I assisted someone who was trying to find a home for his twelve year old. I explained to him that he was all he ever knew. That his iguana loved him, protected him and was imprinted emotionally to him. If the transition was to be successful he would have to make a gradual change. Daily visits from the prospective owner, then daily visits to his home, introducing him slowly and methodically. Most people won’t do this, they will just sell them and move on. This is not good for the iguana and if not rehomed properly, can lead to them dying of a broken heart. Iguanas love deeply.

I find it the most difficult of all aspects of caring for this creature to be:

  • Keeping them under the proper lighting of UVA and UVB.
  • Keeping them at the correct temperature all day and night.
  • Not being able to spend every moment of the day with her!

Ideally an outdoor environment in the Spring and Summer is the most desire able place for an iguana. But for the rest of the year he will have to reside indoors. Make it easy both of you, by investing in an ultimate habitat that will make both your lives better.

Owning an iguana must be a labor of love.

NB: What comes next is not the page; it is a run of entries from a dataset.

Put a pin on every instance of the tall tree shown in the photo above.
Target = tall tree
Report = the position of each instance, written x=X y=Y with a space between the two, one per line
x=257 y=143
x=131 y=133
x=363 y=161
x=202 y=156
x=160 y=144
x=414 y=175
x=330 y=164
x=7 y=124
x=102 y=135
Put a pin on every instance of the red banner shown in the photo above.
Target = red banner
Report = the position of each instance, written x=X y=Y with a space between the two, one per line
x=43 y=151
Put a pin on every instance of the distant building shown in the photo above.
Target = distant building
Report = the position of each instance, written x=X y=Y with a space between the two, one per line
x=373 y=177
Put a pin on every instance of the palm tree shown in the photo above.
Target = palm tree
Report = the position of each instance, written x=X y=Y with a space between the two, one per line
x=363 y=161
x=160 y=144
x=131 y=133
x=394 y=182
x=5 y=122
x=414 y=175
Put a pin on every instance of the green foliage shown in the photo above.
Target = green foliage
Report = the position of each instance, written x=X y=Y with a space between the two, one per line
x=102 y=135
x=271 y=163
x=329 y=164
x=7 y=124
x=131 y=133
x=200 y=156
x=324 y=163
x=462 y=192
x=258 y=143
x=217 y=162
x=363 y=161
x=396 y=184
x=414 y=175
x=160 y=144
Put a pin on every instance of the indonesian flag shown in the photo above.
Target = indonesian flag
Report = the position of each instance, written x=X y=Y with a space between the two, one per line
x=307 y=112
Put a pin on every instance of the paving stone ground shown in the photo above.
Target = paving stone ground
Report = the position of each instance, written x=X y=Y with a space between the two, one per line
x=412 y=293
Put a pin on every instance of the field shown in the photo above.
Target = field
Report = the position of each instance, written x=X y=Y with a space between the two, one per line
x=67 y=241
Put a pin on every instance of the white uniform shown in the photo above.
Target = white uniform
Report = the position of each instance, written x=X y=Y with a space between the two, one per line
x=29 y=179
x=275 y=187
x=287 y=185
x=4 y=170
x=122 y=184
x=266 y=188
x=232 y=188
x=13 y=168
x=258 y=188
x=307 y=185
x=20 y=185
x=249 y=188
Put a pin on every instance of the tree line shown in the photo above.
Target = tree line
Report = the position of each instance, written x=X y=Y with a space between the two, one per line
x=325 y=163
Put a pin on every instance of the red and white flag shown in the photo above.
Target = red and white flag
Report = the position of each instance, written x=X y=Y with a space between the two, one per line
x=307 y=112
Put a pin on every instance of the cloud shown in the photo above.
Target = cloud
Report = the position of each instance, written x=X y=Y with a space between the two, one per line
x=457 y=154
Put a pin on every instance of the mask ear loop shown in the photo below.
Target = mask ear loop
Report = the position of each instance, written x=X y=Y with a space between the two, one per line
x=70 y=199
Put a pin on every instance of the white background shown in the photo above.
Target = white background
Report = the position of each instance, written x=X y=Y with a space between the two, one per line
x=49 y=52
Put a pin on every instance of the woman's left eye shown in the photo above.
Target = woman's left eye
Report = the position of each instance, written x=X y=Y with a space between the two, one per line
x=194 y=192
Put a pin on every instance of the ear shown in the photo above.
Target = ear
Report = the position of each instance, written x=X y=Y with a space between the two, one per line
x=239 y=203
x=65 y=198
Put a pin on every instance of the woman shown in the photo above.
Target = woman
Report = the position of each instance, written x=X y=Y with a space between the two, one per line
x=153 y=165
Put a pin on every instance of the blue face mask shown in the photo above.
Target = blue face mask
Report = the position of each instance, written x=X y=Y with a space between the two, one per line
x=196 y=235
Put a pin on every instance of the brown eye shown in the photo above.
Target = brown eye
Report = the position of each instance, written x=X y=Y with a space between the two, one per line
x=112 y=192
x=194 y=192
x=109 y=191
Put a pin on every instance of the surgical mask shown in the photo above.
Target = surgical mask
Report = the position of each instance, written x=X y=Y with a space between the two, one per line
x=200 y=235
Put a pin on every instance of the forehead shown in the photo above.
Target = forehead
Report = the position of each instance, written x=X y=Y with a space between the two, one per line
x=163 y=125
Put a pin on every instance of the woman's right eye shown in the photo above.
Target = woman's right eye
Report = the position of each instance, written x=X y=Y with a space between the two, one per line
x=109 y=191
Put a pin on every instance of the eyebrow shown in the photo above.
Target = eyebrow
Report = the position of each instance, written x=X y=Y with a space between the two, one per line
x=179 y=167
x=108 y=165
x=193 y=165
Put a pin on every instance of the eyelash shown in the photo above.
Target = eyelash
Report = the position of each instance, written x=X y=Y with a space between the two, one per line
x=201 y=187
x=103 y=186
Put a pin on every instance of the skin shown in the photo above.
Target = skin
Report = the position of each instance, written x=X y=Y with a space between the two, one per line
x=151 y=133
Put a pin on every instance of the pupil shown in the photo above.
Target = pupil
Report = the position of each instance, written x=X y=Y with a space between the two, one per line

It requires time and patience, but when you begin to see the change, marvel at his progress and turn the once wild and scared creature into your mellow, sweet and loving best friend, it won’t seem like work at all. What they give to you is so rewarding. In the spirit of unconditional love, he will never yell at you or complain, or criticize, he will just love you and respect you and be grateful to you for his entire life for taking the time to understand him and for giving him the best life possible. I love my iguana!